Dans nos Ateliers chantiers d’insertion (ACI), nos Ateliers Qualification-Insertion (AQI), notre Session d’orientation approfondie (SOA) et dans nos CHRS, les Conseillers en insertion professionnelle (CIP) appuient les bénéficiaires dans la construction d’un projet professionnel durable en adéquation avec leurs souhaits. Ils les accompagnent dans l’apprentissage de la rédaction d’un CV et des comportements à adopter.

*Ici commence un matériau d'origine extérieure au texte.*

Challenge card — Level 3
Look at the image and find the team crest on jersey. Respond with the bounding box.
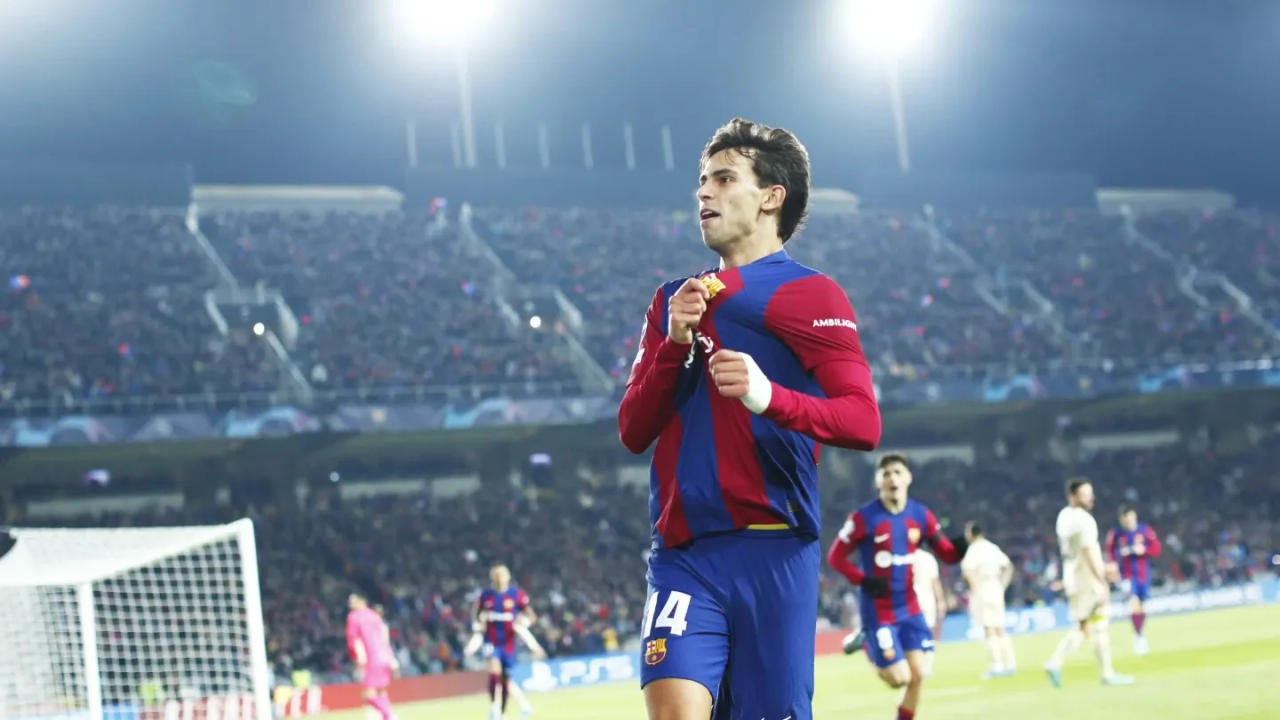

Des offres d’emploi sont affichées dans nos établissements, tant dans nos centres d’hébergement que dans nos chantiers d’insertion. Bien souvent, des bénévoles interviennent pour guider nos bénéficiaires dans leurs recherches. Sur Amiens, nos équipes d’insertion participent à des journées dédiées au retour à l’emploi organisées par l’ensemble des acteurs territoriaux. Ainsi, l’Îlot participe régulièrement au forum de l’emploi organisé à la maison d’arrêt d’Amiens où une quarantaine de personnes détenues sont reçues en entretien par nos deux conseillers en insertion professionnelle.

Pour l’Îlot, l’emploi reste plus que jamais une des clés principales pour accéder à une réinsertion réussie et durable. Grâce au travail, la journée est rythmée, c’est un lieu de sociabilisation fort, et la personne retrouve une place dans la société en y contribuant économiquement. Autant d’éléments qui font de l’emploi un des piliers principaux de lutte contre la récidive.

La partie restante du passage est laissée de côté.